Une majorité d’interrogés couverts par une mutuelle jugent satisfaisant le niveau de remboursement sur les principales prestations (consultation de médecin généraliste, dépenses de pharmacie….). Cette satisfaction est en revanche beaucoup plus nuancée concernant les soins dentaires et optiques. Le niveau de remboursement des garanties de prévention et de bien être semble par ailleurs être mal connu par les personnes couvertes par une mutuelles puisque respectivement 46% et 44% d’entre elles répondent « ne sait pas » à la question de savoir si le niveau de garantie sur ce thème est satisfaisant.

La généralisation de la complémentaire santé à l’ensemble des salariés a déjà conduit 22% des Français à changer de contrat et 16% à souscrire à une couverture supplémentaire individuelle à l’issue du 1er trimestre 2016. Il s’agit des premiers effets de l’entrée en vigueur de l’ANI et des plafonds des contrats responsables. Les Français prennent conscience de la nécessité de recourir à une sur-complémentaire et ceux qui l’envisagent – 26% des interrogés – sont prêts à payer une cotisation mensuelle moyenne de 41€. L’objectif : augmenter le niveau de remboursement des dépenses de santé (pour 66% des Français en 2016 contre 48% en 2015) et bénéficier de nouveaux services (pour 39% des Français en 2016 contre 24% en 2015).

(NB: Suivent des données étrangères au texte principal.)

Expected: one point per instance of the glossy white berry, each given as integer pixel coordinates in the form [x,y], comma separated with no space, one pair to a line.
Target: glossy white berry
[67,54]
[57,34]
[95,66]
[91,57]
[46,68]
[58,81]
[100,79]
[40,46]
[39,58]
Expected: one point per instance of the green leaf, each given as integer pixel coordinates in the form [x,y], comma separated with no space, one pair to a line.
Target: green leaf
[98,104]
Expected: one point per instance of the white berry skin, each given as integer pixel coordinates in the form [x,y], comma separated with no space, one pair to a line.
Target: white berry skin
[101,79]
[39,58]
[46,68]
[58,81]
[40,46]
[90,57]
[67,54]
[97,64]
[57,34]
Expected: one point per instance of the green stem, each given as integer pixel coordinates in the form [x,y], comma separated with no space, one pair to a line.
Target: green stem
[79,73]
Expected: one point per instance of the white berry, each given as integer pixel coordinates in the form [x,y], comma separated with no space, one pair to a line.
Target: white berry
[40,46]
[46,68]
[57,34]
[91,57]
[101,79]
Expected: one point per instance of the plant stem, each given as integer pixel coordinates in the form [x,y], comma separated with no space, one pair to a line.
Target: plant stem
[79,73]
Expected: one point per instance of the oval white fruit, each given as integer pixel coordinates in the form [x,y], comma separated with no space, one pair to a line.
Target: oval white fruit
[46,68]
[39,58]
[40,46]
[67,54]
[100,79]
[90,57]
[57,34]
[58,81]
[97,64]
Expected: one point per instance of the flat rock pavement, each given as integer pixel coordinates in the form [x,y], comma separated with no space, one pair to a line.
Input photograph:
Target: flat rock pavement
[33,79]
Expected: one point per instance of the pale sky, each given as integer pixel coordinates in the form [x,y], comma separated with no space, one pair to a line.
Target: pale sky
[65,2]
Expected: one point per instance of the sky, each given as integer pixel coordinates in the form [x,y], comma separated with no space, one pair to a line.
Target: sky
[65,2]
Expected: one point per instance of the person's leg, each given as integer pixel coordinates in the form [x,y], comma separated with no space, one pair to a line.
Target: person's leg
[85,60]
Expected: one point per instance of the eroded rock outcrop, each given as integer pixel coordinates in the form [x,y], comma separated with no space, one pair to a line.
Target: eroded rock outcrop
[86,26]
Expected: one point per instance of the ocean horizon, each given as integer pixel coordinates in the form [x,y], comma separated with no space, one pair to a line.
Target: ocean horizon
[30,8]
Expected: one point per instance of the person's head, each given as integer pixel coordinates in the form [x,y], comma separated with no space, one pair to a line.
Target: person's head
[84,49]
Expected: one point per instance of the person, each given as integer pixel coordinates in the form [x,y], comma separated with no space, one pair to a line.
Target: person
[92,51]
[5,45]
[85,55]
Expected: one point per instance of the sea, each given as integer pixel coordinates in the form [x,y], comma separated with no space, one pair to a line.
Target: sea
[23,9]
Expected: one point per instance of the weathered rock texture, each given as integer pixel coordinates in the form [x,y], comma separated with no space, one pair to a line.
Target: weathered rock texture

La France est prête pour l’e-santé à condition que les données personnelles soient protégées

Avec l’entrée en vigueur de l’ANI, les complémentaires santé vont devoir innover et proposer de nouveaux services à leurs assurés. Ces innovations passeront prioritairement par des investissements dans l’e-santé, un secteur qui stagne encore actuellement par manque de moyens.

Les attentes des Français sont pourtant fortes dans ce domaine. Selon notre enquête, 78% des interrogés sont favorables au développement de dispositifs de suivi et de consultation à distance et plus de 7 Français sur 10 eux seraient prêts à communiquer leurs données personnelles – de préférence au corps médical. Des craintes concernant la confidentialité de ces données restent pourtant présentes chez 43% des Français.

L’utilisation des objets connectés d’e-santé a quasiment triplé et celle des applications mobiles santé a doublé depuis 2015. Les jeunes sont les plus gros consommateurs d’applications liées à la santé : 24% des Français ont déjà utilisé une application de suivi de l’activité physique, quand 44% des 18-24 les utilisent. Le budget moyen pour l’acquisition d’un objet connecté et de l’application serait de 5€/mois avec chez les jeunes un budget envisagé entre 10 à 12€.

Ce développement de l’e-santé va se confirmer dans les années à venir, puisque 33% des Français se disent prêts à adopter un Dossier Médical Electronique, des outils de consultation et de conseil médical à distance (25%), des solutions de télé surveillance médicale ou de téléassistance (17%).